You may have heard about the Equifax breach in which hackers got access to Social Security numbers of up to 143 million people — probably including you and me. Looks like some Equifax executives may have profited (or at least avoided losses) on the news:
Three Equifax Inc. senior executives sold shares worth almost $1.8 million in the days after the company discovered a security breach that may have compromised information on about 143 million U.S. consumers.
The trio had not yet been informed of the incident, the company said.
The credit-reporting service said late Thursday in a statement that it discovered the intrusion on July 29. Regulatory filings show that three days later, Chief Financial Officer John Gamble sold shares worth $946,374 and Joseph Loughran, president of U.S. information solutions, exercised options to dispose of stock worth $584,099. Rodolfo Ploder, president of workforce solutions, sold $250,458 of stock on Aug. 2. None of the filings lists the transactions as being part of 10b5-1 scheduled trading plans.
You probably will not be surprised to learn that the stock plummeted today on the announcement. Had these executives held on to the stock, they would have lost a lot of money. But instead, knowing about the breach, they sold the stock before the breach was announced.
It sounds outrageous, but the company claims that the sales represented “a small percentage of their Equifax shares.” Different people define “small” differently. I have a feeling the SEC will be taking a close look at this. If there were hijinks, someone might be going to prison. (Then again, maybe these dudes are members at one of Trump’s golf clubs and will skate. You never know!)
It is an interesting question whether insider trading should be illegal. The fact that we may recoil at it does not mean it is necessarily bad for society. And there are rational arguments that suggest that insider trading is a good thing, because it helps spread information. As economist Bob Murphy says:
In a nutshell, insider trading is beneficial because it moves market prices closer to where they ought to be. Those profiting from “inside knowledge” actually share that knowledge with the rest of the world through their buying and selling.
Murphy argues that if you parse out who actually loses when insider trading occurs, it’s not the public at large, but just other investors who might have done better through dumb luck. Meanwhile, when insiders profit from their greater knowledge, that knowledge is spread, to the benefit of the public.

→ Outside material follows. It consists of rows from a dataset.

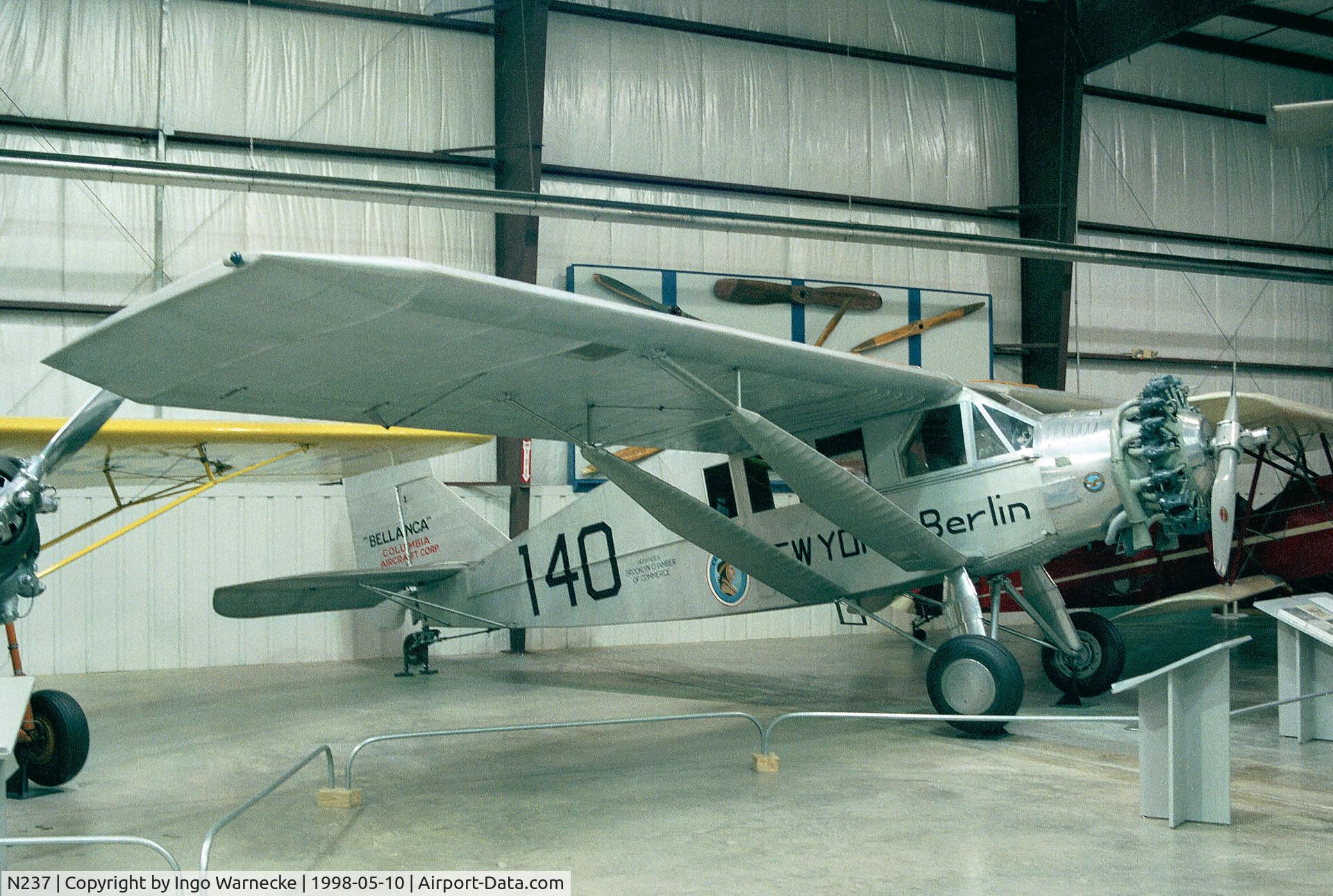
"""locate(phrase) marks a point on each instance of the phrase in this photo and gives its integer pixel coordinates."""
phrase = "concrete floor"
(857, 807)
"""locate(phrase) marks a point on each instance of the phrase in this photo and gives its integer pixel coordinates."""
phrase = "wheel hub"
(1085, 663)
(968, 687)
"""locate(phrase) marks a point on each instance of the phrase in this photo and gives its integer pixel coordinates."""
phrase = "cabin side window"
(988, 440)
(1017, 432)
(847, 450)
(717, 484)
(721, 490)
(937, 443)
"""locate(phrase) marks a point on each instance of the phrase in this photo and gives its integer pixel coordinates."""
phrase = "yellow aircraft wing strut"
(162, 509)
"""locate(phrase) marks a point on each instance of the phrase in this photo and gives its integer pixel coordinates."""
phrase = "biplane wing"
(407, 343)
(1293, 421)
(174, 451)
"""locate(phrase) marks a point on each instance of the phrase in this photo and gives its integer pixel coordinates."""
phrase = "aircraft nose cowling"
(1163, 466)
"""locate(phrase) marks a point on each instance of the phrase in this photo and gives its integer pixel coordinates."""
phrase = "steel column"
(1050, 99)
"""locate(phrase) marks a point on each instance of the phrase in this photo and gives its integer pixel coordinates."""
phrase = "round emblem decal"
(727, 583)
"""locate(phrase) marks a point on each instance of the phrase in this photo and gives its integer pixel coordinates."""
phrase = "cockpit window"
(1017, 432)
(937, 443)
(989, 444)
(847, 450)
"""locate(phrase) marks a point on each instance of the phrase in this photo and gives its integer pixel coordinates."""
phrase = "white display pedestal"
(1304, 666)
(1184, 736)
(15, 693)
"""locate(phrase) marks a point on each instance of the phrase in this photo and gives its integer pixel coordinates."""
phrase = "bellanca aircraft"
(904, 477)
(144, 463)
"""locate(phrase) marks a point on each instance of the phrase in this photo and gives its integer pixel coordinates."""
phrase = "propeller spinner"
(22, 495)
(1228, 441)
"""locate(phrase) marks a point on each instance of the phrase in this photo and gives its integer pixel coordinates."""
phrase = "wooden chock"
(340, 797)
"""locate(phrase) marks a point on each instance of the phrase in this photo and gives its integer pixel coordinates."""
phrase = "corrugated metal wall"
(619, 98)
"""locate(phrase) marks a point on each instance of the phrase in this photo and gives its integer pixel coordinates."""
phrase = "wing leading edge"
(407, 343)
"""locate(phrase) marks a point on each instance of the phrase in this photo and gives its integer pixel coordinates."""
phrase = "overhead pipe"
(128, 171)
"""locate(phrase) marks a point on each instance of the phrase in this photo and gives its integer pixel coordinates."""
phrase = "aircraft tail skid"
(403, 516)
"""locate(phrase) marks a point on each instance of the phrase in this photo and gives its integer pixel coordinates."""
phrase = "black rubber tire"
(1111, 648)
(63, 745)
(1005, 675)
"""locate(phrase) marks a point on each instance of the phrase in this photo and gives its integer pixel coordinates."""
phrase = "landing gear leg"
(971, 674)
(417, 652)
(1088, 655)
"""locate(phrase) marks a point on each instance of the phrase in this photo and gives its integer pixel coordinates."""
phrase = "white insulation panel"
(619, 98)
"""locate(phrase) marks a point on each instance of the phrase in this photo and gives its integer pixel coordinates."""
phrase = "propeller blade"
(1224, 486)
(766, 292)
(627, 291)
(76, 434)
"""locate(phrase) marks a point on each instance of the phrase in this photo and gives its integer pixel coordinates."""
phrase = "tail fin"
(404, 516)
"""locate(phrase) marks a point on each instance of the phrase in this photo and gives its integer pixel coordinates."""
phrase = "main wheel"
(59, 744)
(1100, 663)
(973, 675)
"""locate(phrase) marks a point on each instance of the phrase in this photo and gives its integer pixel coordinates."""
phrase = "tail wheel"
(59, 744)
(1098, 666)
(973, 675)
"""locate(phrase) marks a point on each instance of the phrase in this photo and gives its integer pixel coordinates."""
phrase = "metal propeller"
(24, 490)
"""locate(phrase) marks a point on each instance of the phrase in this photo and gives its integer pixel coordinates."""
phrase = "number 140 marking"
(559, 573)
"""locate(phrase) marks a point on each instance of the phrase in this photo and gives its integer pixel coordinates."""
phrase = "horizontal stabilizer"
(700, 524)
(846, 500)
(321, 591)
(1205, 598)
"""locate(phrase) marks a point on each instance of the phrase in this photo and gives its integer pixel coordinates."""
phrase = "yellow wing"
(175, 450)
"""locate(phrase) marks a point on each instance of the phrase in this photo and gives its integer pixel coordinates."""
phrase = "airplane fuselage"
(604, 559)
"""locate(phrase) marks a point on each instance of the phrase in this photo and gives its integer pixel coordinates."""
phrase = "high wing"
(174, 450)
(399, 341)
(1293, 421)
(1039, 399)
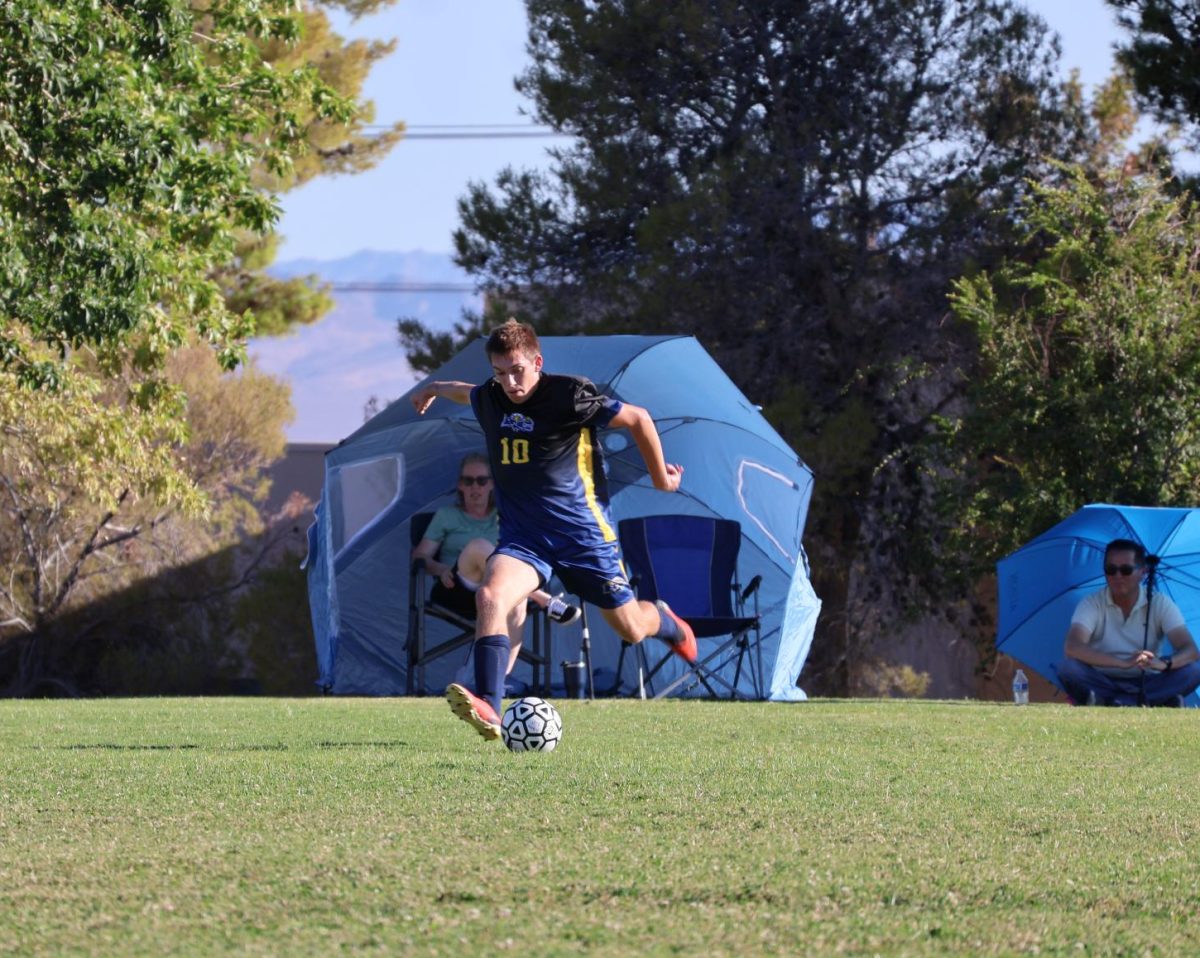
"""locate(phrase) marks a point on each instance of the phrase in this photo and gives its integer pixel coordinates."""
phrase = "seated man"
(1110, 653)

Consider these facts from the above story: the company discovered the breach on July 29 — and we are just hearing about it today, on September 7. Was there a cover-up due to embarrassment, or a desire to minimize the company’s damages, to the detriment of the public? Perhaps. On the other hand, there might have been good law-enforcement related reasons for the delay:
The Atlanta-based company declined to comment on that delay or anything else beyond its published statement. It’s not unusual for U.S. authorities to ask a company hit in a major hack to delay public notice so that investigators can pursue the perpetrators.

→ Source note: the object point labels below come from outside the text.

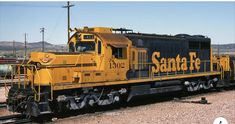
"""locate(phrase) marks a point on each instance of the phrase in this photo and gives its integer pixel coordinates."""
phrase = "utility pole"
(25, 45)
(42, 31)
(68, 10)
(14, 49)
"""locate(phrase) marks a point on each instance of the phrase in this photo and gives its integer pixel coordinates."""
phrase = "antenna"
(68, 10)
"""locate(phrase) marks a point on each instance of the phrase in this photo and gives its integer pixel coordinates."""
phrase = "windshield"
(85, 46)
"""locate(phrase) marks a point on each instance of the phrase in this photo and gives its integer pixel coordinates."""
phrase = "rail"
(144, 70)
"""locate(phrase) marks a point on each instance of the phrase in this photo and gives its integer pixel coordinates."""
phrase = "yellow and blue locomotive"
(105, 65)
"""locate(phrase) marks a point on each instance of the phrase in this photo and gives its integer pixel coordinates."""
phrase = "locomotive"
(105, 66)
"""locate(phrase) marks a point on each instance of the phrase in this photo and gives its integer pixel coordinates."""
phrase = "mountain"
(7, 46)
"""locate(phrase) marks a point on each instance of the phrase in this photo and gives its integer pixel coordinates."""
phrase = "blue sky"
(213, 19)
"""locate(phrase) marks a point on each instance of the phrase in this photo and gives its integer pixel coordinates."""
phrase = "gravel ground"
(2, 94)
(170, 112)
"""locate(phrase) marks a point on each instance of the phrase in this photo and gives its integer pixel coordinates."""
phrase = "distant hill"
(224, 49)
(6, 47)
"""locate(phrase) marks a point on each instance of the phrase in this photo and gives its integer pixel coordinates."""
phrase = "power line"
(42, 31)
(25, 45)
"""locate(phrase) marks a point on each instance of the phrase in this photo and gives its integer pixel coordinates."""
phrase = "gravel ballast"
(170, 112)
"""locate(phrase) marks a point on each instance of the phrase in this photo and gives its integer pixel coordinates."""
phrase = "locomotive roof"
(175, 37)
(116, 40)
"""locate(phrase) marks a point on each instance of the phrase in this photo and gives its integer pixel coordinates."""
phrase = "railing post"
(24, 77)
(18, 76)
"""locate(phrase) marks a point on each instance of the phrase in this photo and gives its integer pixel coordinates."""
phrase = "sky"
(212, 19)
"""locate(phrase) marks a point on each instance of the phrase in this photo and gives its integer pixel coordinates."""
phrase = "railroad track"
(183, 98)
(14, 119)
(3, 105)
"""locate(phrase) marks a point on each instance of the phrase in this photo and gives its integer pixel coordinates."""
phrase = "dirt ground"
(170, 112)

And yet, that is cold comfort to anyone who is harmed by the breach, yet could have protected themselves over the last month. Perhaps allowing insider trading could have helped communicate news of the breach faster, even if the company — for legitimate or illegitimate reasons — kept the knowledge of the breach closely guarded.
Since I am not a securities law expert, I am also puzzled by exactly what it means to profit from insider knowledge, and where the line is drawn. If you sell your shares before announcing the breach, you’re probably profiting from the insider knowledge. But what if you set up one computer (or even browser tab) to effect a sale of stock, and set up another computer (or browser tab) to send a press release about the breach? Either can be accomplished by the push of a button. If you press the buttons in rapid succession — but press the button to send the press release first — have you profited from the insider information? Probably. So how long do you have to wait?
There may be settled answers to these questions. But I don’t know what they are — and if there are, chances are that the rules don’t make a whole lot of sense.
All this theoretical talk aside, I still kinda want to see these executives suspended above a vat of boiling oil by a sturdy cord wrapped firmly around their testicles.
Would that benefit society? Maybe not. But those of us who have almost certainly had their personal information stolen might consider it a very worthwhile project.